A newly discovered parasitic tetradonematid nematode, Myrmeconema neotropicum, apparently induces fruit mimicry in the tropical ant Cephalotes atratus. Infected ants develop bright red gasters, tend to be more sluggish, and walk with their gasters in a conspicuous elevated position. These changes likely cause frugivorous birds to confuse the infected ants for berries, and eat them. Parasite eggs passed in the bird's feces are subsequently collected by foraging Cephalotes atratus and are fed to their larvae, thus completing the life cycle of M. neotropicum.

Plant-parasitic nematodes include several groups causing severe crop losses.

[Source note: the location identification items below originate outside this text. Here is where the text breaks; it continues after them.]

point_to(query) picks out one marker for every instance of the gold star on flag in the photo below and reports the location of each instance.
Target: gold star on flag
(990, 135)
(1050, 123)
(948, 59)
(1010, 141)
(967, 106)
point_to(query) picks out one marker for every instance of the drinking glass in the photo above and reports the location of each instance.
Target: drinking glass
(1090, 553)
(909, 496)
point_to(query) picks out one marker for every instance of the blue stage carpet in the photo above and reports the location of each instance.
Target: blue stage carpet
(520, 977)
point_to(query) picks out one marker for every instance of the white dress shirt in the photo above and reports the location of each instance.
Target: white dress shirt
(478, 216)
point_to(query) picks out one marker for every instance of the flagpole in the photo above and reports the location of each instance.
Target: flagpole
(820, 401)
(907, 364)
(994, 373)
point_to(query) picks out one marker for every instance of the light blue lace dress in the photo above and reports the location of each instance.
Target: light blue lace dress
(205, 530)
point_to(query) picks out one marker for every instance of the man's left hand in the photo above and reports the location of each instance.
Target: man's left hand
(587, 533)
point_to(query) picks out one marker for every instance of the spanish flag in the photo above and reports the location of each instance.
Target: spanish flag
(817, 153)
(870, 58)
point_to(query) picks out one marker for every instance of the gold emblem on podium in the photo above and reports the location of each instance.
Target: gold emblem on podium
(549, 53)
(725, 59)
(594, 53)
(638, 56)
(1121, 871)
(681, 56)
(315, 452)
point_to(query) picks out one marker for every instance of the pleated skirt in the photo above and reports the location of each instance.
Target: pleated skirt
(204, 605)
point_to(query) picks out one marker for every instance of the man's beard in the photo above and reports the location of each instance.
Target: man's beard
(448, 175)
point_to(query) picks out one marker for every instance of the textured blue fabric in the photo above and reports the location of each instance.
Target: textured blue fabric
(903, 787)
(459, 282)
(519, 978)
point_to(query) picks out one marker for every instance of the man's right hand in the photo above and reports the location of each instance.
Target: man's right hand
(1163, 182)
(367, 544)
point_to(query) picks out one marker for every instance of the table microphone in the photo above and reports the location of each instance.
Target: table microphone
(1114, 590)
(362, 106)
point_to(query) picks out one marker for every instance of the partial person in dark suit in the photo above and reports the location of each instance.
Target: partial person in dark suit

The most common genera are Aphelenchoides (foliar nematodes), Ditylenchus, Globodera (potato cyst nematodes), Heterodera (soybean cyst nematodes), Longidorus, Meloidogyne (root-knot nematodes), Nacobbus, Pratylenchus (lesion nematodes), Trichodorus and Xiphinema (dagger nematodes). Several phytoparasitic nematode species cause histological damages to roots, including the formation of visible galls (e.g. by root-knot nematodes), which are useful characters for their diagnostic in the field. Some nematode species transmit plant viruses through their feeding activity on roots. One of them is Xiphinema index, vector of grapevine fanleaf virus), an important disease of grapes.

Other nematodes attack bark and forest trees. The most important representative of this group is Bursaphelenchus xylophilus, the pine wood nematode, present in Asia and America and recently discovered in Europe.